To find the third eigenvector when $\lambda_3 = -1$, we solve
$\begin{pmatrix} -1 & -2 & 0 & 0 \\ -2 & -1 + 1.8 & 0 & -2.4 \\ 0 & 0 & -1 & -2 \\ 0 & -2.4 & -2 & -1 - 1.8 \end{pmatrix} = \begin{pmatrix} -1 & -2 & 0 & 0 \\ -2 & 0.8 & 0 & -2.4 \\ 0 & 0 & -1 & -2 \\ 0 & -2.4 & -2 & -2.8 \end{pmatrix}$.
$\sim \begin{pmatrix} -1 & -2 & 0 & 0 \\ 0 & 4.8 & 0 & -2.4 \\ 0 & 0 & -1 & -2 \\ 0 & 0 & 0 & 0 \end{pmatrix}$.
$\alpha_4$ is free, so $\alpha_3 = -2\alpha_4$, $\alpha_2 = 0.5 \alpha_4$ and $\alpha_1 = -\alpha_4$, so the eigenvector is $\textbf{u}_3 = \begin{pmatrix} -1 \\ 0.5 \\ -2 \\ 1 \end{pmatrix}$, and $\|\textbf{u}_3\|_2 = 2.5$, so a normalized eigenvector is $\hat{\textbf{u}}_3 = \begin{pmatrix} -0.4 \\ 0.2 \\ -0.8 \\ 0.4 \end{pmatrix}$.

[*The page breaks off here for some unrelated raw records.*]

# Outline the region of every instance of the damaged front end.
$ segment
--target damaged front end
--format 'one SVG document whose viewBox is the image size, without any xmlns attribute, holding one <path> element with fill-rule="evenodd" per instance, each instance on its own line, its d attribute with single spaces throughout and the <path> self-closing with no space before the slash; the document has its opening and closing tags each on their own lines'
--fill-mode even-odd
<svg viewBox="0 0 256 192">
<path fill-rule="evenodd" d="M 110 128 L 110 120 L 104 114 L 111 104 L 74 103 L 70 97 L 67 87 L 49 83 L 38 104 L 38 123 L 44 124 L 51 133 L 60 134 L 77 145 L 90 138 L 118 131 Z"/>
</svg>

Finally, to find the fourth eigenvector when $\lambda_4 = 1$, we solve
$\begin{pmatrix} 1 & -2 & 0 & 0 \\ -2 & 1 + 1.8 & 0 & -2.4 \\ 0 & 0 & 1 & -2 \\ 0 & -2.4 & -2 & 1 - 1.8 \end{pmatrix} = \begin{pmatrix} 1 & -2 & 0 & 0 \\ -2 & 2.8 & 0 & -2.4 \\ 0 & 0 & 1 & -2 \\ 0 & -2.4 & -2 & -0.8 \end{pmatrix}$.
$\sim \begin{pmatrix} 1 & -2 & 0 & 0 \\ 0 & -1.2 & 0 & -2.4 \\ 0 & 0 & 1 & -2 \\ 0 & 0 & 0 & 0 \end{pmatrix}$.
$\alpha_4$ is free, so $\alpha_3 = 2\alpha_4$, $\alpha_2 = -2\alpha_4$ and $\alpha_1 = -4\alpha_4$, so the eigenvector is $\textbf{u}_4 = \begin{pmatrix} -4 \\ -2 \\ 2 \\ 1 \end{pmatrix}$, and $\|\textbf{u}_4\|_2 = 5$, so a normalized eigenvector is $\hat{\textbf{u}}_4 = \begin{pmatrix} -0.8 \\ -0.4 \\ 0.4 \\ 0.2 \end{pmatrix}$.
Thus, the matrix of eigenvectors is
$U = \begin{pmatrix} 0.4 & 0.2 & -0.4 & -0.8 \\ -0.8 & 0.4 & 0.2 & -0.4 \\ -0.2 & 0.4 & -0.8 & 0.4 \\ 0.4 & 0.8 & 0.4 & 0.2 \end{pmatrix}$.
and because the matrix $A$ is symmetric, the matrix $U$ must be orthogonal (you can check this by calculating $UU^\textrm{T}$ which should equal $I_4$, which it does), so its inverse is its transpose and we can check that
$U \begin{pmatrix} -4 & 0 & 0 & 0 \\ 0 & 4 & 0 & 0 \\ 0 & 0 & -1 & 0 \\ 0 & 0 & 0 & 1 \end{pmatrix}U^\textrm{T} = A$,
which it does.
Note that if you find this example, you will see that the columns of $U$ are swapped, but this is because the eigenvalues ended up in the order $-4$, $4$, $-1$ and $1$. A different ordering would produce the $U$ in the example.